You're planning to put him in a different tank when he start growing bigger, right? Else, he'll wipe out almost all his tankmates. :mrgreen:


----------



## Chaos553 (Apr 2, 2007)

im aware of this and i plan on moving a few of my tetras into my 10g when i need to do so. hes under an inch right now, so i have nothing to worry about, but i know how fast fish grow =P.


----------



## Guest (Jul 6, 2007)

very cool fish. once he gets older and his colors getr better he will be absolutly stunning. my lfs has one and it is so buetiful. you should get a larger tank and get another blue JD, pereferbly of the opposite sex, and try to spawn them. have fun with him/her. 

Andrew


----------



## Guest (Jul 6, 2007)

blue jacks are alot more docile than most people realize, they arent like your standard jack. they are sensitive though, most people lose them right around the 3 to 3.5 inch mark, if you get them up over 4 inches usually the fish will continue to do fine for you. Getting 2 blue jacks and spawning them together is a waste of time cause you wont get what you expect. you need to spawn a blue jack to a standard jack, then spawn back a baby from that brood to the blue parent, that will give you more blue jacks. if you do a search online you can find information pages on spawning. have fun


----------



## Eraserhead (Feb 1, 2007)

What a cutie!


----------



## Chaos553 (Apr 2, 2007)

he kind of just blends in now, always looking for food like the rest of them -_-. im going to be gone for a couple days for lacross camp, but ill talk to you all when i get back


----------



## gem (Mar 13, 2007)

GoodMike said:


> blue jacks are alot more docile than most people realize, they arent like your standard jack. they are sensitive though, most people lose them right around the 3 to 3.5 inch mark, if you get them up over 4 inches usually the fish will continue to do fine for you.
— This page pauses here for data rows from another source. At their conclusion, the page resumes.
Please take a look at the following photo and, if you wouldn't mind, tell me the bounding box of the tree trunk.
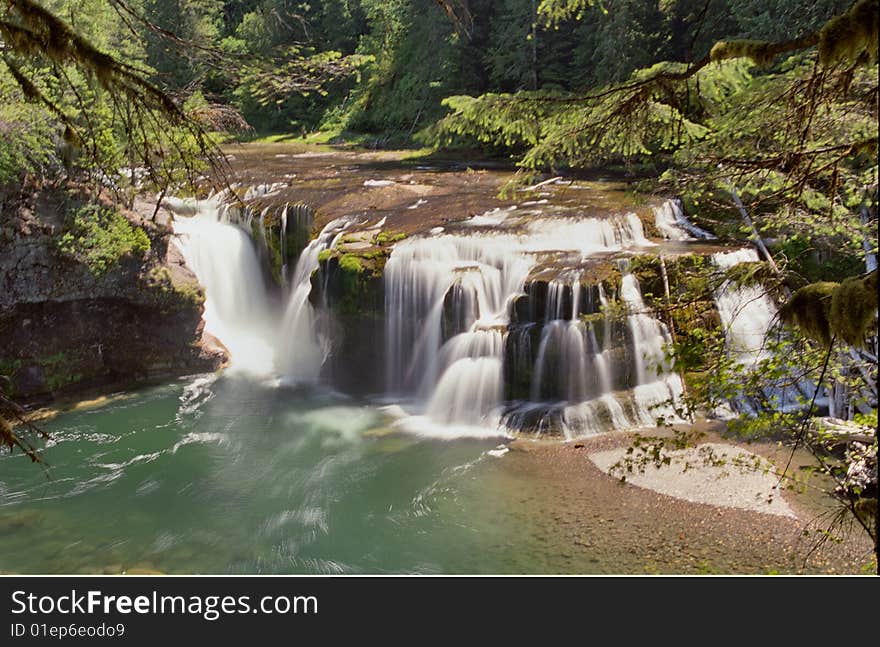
[726,179,785,287]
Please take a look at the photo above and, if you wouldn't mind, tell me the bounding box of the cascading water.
[169,188,715,440]
[385,234,533,437]
[168,194,349,382]
[711,248,814,413]
[384,209,689,439]
[620,271,670,384]
[278,217,354,382]
[712,248,778,361]
[653,198,715,241]
[170,196,277,375]
[558,269,685,439]
[530,272,608,403]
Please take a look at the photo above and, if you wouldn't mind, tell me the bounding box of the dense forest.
[1,0,877,569]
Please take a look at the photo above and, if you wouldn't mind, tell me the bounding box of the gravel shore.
[487,429,875,574]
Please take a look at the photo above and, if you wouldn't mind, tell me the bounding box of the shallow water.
[0,375,562,574]
[1,375,870,575]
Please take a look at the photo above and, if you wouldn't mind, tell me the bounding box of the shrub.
[56,205,151,276]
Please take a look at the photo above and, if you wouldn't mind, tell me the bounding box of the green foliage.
[56,204,151,276]
[143,0,224,88]
[536,0,598,25]
[726,0,851,42]
[0,89,55,183]
[854,410,878,429]
[339,0,465,135]
[39,351,83,392]
[0,0,232,199]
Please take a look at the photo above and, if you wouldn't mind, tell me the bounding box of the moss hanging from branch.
[709,0,878,69]
[818,0,879,66]
[780,281,838,348]
[710,40,778,67]
[0,0,231,193]
[830,270,878,347]
[780,270,878,348]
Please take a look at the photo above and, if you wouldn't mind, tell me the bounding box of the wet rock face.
[310,255,385,395]
[247,201,314,288]
[0,187,225,403]
[1,300,222,399]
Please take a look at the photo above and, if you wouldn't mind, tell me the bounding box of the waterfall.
[653,198,715,241]
[169,194,347,383]
[278,217,354,383]
[385,212,672,438]
[280,204,288,285]
[620,273,671,384]
[529,272,608,403]
[552,271,685,439]
[711,248,814,413]
[384,235,533,398]
[712,249,778,361]
[170,196,277,375]
[385,234,533,437]
[169,188,701,439]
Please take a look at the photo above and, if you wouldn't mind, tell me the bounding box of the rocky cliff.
[0,184,225,404]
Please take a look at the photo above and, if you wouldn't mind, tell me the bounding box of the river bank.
[491,430,875,574]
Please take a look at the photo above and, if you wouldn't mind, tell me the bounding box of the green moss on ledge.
[375,230,407,245]
[141,266,205,313]
[317,249,333,263]
[339,254,365,274]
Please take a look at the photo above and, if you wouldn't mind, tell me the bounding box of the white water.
[711,248,814,413]
[712,249,778,362]
[385,235,533,437]
[530,272,612,404]
[653,198,715,241]
[169,195,346,382]
[556,270,685,439]
[169,191,699,440]
[385,234,534,400]
[620,272,671,384]
[555,372,686,438]
[170,196,277,375]
[385,212,682,438]
[278,217,354,382]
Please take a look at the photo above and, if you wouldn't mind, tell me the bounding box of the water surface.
[0,375,544,574]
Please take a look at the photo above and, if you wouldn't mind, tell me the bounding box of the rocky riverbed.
[487,427,875,574]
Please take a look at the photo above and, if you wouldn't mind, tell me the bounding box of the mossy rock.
[142,266,205,312]
[249,202,314,286]
[339,254,365,275]
[374,230,407,245]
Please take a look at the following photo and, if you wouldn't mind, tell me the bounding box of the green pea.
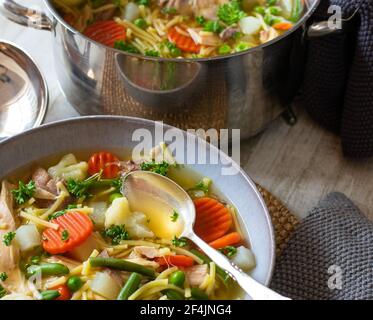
[109,193,123,203]
[67,276,83,292]
[218,44,232,55]
[169,271,185,287]
[40,290,60,300]
[170,47,181,57]
[134,18,148,29]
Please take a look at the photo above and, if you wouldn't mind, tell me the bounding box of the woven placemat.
[256,184,299,257]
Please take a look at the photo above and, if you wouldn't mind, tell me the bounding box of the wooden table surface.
[2,4,373,220]
[242,107,373,219]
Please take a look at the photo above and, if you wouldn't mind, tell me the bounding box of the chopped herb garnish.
[203,20,224,33]
[102,225,129,245]
[193,178,212,194]
[11,180,36,205]
[172,236,188,247]
[114,40,140,54]
[135,0,150,6]
[140,161,170,176]
[219,246,237,258]
[48,210,66,221]
[67,174,121,199]
[30,256,41,265]
[161,7,178,14]
[145,49,160,57]
[61,230,69,242]
[217,0,246,25]
[171,210,179,222]
[0,272,8,281]
[196,16,206,25]
[0,285,7,298]
[2,231,15,247]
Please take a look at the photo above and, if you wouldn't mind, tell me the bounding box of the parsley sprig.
[0,272,8,281]
[219,246,238,258]
[2,232,15,247]
[67,174,122,199]
[170,210,179,222]
[11,180,36,205]
[140,161,170,176]
[172,236,188,247]
[102,225,129,245]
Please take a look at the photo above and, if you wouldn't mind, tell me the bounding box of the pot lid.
[0,40,48,140]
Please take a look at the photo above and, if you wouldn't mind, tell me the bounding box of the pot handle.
[0,0,52,31]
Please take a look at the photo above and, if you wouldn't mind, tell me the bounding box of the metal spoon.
[122,171,289,300]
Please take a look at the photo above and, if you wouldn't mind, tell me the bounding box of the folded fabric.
[302,0,373,158]
[270,192,373,300]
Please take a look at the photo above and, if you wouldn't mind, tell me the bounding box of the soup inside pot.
[0,144,255,300]
[52,0,305,58]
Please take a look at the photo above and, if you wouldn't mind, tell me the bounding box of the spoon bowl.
[122,170,289,300]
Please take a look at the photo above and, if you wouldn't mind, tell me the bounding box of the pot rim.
[43,0,320,63]
[0,115,276,287]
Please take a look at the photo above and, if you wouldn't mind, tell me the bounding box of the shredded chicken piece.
[133,246,164,259]
[32,167,58,195]
[185,264,209,286]
[188,28,221,46]
[0,181,28,295]
[259,27,279,43]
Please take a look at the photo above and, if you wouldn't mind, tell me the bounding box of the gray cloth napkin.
[270,192,373,300]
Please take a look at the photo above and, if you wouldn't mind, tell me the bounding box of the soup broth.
[0,145,253,300]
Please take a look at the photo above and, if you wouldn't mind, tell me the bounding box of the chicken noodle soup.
[0,144,255,300]
[53,0,305,58]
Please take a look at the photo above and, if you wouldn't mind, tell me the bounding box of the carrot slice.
[272,22,294,31]
[208,232,241,250]
[42,211,93,255]
[193,197,233,243]
[155,255,194,268]
[168,26,200,53]
[88,151,120,178]
[84,21,126,48]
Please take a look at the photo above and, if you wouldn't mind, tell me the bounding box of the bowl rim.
[0,115,276,286]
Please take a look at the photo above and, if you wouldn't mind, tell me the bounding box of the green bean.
[191,288,209,300]
[89,257,155,278]
[40,290,60,300]
[268,6,282,15]
[190,249,231,284]
[117,272,142,300]
[26,263,69,278]
[266,0,277,5]
[290,0,304,22]
[67,276,83,292]
[164,289,184,300]
[169,271,185,288]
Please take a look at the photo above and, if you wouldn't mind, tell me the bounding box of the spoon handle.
[188,233,290,300]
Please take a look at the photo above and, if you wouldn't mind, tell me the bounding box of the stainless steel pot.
[1,0,320,137]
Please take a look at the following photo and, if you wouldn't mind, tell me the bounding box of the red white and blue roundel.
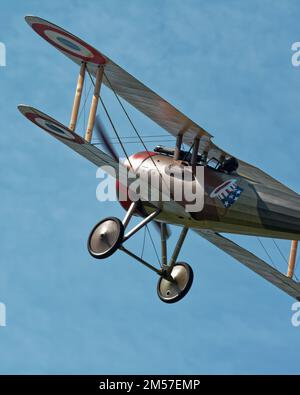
[25,16,106,65]
[18,105,84,144]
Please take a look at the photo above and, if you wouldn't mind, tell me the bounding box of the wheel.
[157,262,194,304]
[87,217,124,259]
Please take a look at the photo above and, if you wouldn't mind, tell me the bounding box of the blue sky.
[1,0,300,374]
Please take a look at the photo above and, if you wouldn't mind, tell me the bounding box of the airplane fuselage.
[121,151,300,241]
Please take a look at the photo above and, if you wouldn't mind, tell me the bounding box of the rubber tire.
[157,262,194,304]
[87,217,124,259]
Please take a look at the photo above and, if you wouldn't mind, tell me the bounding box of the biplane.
[19,16,300,303]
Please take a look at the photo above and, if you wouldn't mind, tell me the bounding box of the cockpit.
[154,145,239,175]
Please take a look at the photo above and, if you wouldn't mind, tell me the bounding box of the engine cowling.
[116,151,157,210]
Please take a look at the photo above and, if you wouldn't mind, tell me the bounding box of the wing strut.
[288,240,298,278]
[68,61,104,143]
[85,66,104,142]
[69,62,86,131]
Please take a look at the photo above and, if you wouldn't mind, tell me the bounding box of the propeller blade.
[95,116,119,162]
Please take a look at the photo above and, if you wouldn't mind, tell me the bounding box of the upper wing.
[25,15,298,197]
[24,15,211,145]
[18,105,121,177]
[193,228,300,300]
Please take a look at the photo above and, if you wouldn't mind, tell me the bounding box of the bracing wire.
[90,68,173,205]
[77,79,93,125]
[83,75,86,130]
[103,70,171,193]
[293,262,299,281]
[257,237,278,270]
[86,68,132,167]
[272,239,288,264]
[271,239,299,281]
[103,70,155,154]
[93,139,175,146]
[146,224,161,267]
[94,134,171,140]
[140,226,147,260]
[99,96,133,167]
[257,237,299,281]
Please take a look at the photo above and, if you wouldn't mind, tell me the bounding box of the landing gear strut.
[87,202,194,303]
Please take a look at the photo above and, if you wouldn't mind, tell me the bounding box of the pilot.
[219,156,239,174]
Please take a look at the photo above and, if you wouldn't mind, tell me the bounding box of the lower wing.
[18,105,123,177]
[193,228,300,300]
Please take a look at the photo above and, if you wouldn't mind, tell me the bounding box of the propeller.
[94,116,171,240]
[95,117,118,161]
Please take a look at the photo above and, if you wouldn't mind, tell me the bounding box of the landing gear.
[157,262,194,303]
[87,217,124,259]
[88,202,194,303]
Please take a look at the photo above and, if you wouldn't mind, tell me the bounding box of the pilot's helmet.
[221,157,239,174]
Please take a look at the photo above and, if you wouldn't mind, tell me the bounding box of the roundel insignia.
[30,22,106,65]
[23,110,84,144]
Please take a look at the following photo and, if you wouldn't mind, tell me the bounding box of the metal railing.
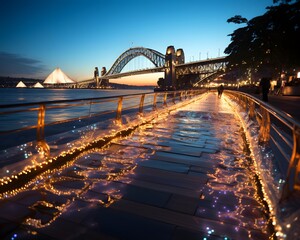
[0,89,205,152]
[0,89,207,193]
[225,90,300,200]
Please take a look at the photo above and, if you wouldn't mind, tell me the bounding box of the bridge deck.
[0,92,272,239]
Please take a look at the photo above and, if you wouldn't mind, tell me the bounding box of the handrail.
[0,89,205,151]
[0,92,155,109]
[225,90,300,201]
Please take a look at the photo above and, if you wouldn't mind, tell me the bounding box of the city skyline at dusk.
[1,0,273,85]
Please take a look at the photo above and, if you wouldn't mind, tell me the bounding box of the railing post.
[238,94,243,107]
[281,126,300,200]
[139,94,145,113]
[248,99,255,119]
[242,95,247,110]
[36,104,50,156]
[116,96,123,121]
[291,126,300,190]
[153,93,157,109]
[187,90,190,99]
[191,90,194,98]
[163,92,168,106]
[172,92,176,104]
[259,107,270,143]
[37,104,46,141]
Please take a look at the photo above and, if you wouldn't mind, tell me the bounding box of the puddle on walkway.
[1,92,272,239]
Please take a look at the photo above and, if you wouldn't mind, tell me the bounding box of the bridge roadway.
[0,92,272,239]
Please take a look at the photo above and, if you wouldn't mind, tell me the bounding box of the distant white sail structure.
[16,81,27,88]
[33,82,44,88]
[44,68,76,84]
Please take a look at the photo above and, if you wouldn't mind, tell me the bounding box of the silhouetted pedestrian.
[217,84,224,98]
[259,77,271,102]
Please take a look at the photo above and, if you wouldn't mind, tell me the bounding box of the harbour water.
[0,87,154,148]
[0,88,153,105]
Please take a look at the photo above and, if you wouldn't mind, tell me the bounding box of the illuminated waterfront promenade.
[0,92,279,239]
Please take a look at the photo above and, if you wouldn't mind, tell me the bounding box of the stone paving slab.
[0,92,272,239]
[116,178,202,199]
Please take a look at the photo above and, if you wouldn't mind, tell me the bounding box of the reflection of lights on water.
[206,226,215,235]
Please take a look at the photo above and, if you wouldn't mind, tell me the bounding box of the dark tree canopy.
[225,1,300,80]
[227,15,248,24]
[273,0,298,3]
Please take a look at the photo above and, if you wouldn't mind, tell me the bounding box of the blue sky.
[0,0,273,84]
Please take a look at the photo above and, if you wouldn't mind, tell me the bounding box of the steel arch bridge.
[106,47,165,75]
[76,46,227,88]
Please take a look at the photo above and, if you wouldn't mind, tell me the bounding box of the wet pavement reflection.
[0,92,272,239]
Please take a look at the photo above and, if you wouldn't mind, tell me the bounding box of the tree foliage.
[225,1,300,80]
[227,15,248,24]
[273,0,298,4]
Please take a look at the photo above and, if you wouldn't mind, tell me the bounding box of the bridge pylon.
[100,67,109,87]
[163,46,185,90]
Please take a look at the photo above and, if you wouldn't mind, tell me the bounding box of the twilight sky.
[0,0,273,85]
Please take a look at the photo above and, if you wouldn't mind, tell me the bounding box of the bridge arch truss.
[106,47,165,76]
[175,57,227,76]
[175,57,228,86]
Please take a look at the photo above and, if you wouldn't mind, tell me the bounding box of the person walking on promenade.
[217,84,224,98]
[259,77,271,102]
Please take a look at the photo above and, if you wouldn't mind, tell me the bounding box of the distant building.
[33,82,44,88]
[16,81,27,88]
[44,68,76,84]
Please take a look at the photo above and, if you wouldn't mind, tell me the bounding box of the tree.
[227,15,248,24]
[225,1,300,80]
[273,0,298,4]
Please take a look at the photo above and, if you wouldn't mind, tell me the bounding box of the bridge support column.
[164,46,185,90]
[94,67,99,88]
[165,46,176,90]
[101,67,109,87]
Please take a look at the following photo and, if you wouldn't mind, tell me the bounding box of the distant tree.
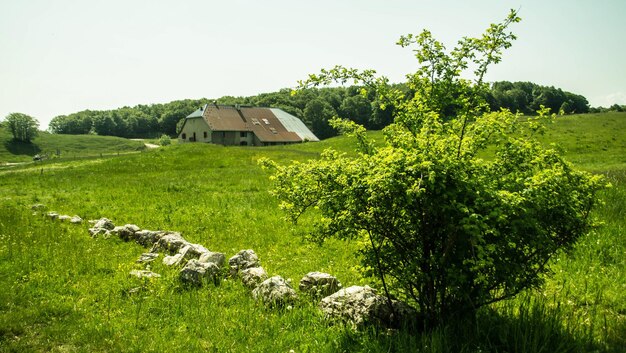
[318,88,344,110]
[49,110,95,134]
[559,100,573,114]
[303,98,337,139]
[159,108,187,136]
[176,118,185,135]
[216,96,249,106]
[339,94,372,127]
[489,82,588,115]
[564,92,589,114]
[92,113,117,136]
[48,115,69,134]
[3,113,39,142]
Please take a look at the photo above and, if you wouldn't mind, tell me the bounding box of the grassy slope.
[537,112,626,171]
[0,112,624,352]
[0,128,146,164]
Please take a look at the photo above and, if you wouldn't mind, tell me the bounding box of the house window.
[204,131,208,138]
[240,132,246,138]
[222,132,226,138]
[182,133,186,140]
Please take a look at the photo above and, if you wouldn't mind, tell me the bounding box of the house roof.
[187,104,318,143]
[270,108,319,142]
[203,105,249,131]
[186,106,205,119]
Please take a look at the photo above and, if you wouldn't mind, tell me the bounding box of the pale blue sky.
[1,0,624,129]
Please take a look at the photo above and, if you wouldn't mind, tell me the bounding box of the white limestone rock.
[319,286,416,328]
[198,251,226,268]
[299,272,342,298]
[179,259,221,286]
[129,270,161,279]
[228,249,260,276]
[252,276,297,307]
[240,267,268,289]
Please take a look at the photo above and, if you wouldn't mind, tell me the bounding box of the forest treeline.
[49,81,592,140]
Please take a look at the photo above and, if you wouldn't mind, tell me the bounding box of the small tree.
[4,113,39,142]
[261,10,605,328]
[159,134,172,146]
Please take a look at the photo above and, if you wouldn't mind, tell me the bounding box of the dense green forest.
[48,81,597,139]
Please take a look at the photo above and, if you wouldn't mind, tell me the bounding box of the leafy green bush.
[159,134,172,146]
[262,10,605,328]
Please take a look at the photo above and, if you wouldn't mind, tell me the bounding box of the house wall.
[252,134,297,146]
[240,131,254,146]
[212,131,255,146]
[178,118,211,143]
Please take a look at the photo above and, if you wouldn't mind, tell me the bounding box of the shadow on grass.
[4,139,41,156]
[334,298,617,353]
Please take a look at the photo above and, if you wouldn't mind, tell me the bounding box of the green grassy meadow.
[0,128,146,164]
[0,112,625,352]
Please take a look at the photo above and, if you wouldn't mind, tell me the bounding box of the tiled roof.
[241,107,301,143]
[203,105,249,131]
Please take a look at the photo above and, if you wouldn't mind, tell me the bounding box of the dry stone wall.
[34,204,415,329]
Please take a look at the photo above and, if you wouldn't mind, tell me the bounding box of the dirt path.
[130,139,160,149]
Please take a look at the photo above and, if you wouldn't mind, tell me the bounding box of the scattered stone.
[228,249,260,275]
[151,232,188,254]
[58,215,72,222]
[252,276,297,306]
[299,272,342,298]
[186,243,210,259]
[70,216,83,224]
[111,224,141,241]
[319,286,416,328]
[31,204,47,212]
[198,251,226,268]
[240,267,268,289]
[129,270,161,279]
[160,244,189,265]
[135,230,165,247]
[47,212,59,220]
[137,253,159,264]
[88,218,115,237]
[179,259,221,286]
[127,287,141,295]
[92,218,115,230]
[88,227,110,238]
[163,253,185,266]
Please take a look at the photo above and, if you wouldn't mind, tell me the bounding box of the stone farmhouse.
[177,104,319,146]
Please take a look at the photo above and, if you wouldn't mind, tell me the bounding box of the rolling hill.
[0,128,146,164]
Getting 2 blue jacks and spawning them together is a waste of time cause you wont get what you expect. you need to spawn a blue jack to a standard jack, then spawn back a baby from that brood to the blue parent, that will give you more blue jacks. if you do a search online you can find information pages on spawning. have fun


Wow Mike...that's good to know. I have a 40 gal that I'm going to set up and my hubby wants Blue Jacks.....he was hoping for spawns too. Something to consider.
Cute little guy Chaos


----------



## SBDTHUR (Jun 15, 2007)

God, im gonna have to start my first cichlid tank now. If I have room.  
Very awsome fish Chaos hope it all works out for you! Gl. :console:


----------



## Chaos553 (Apr 2, 2007)

alright, im back from camp =P 

so i was really wondering what the best food source i could feed my jack to bring out the best of his colors. any ideas?


----------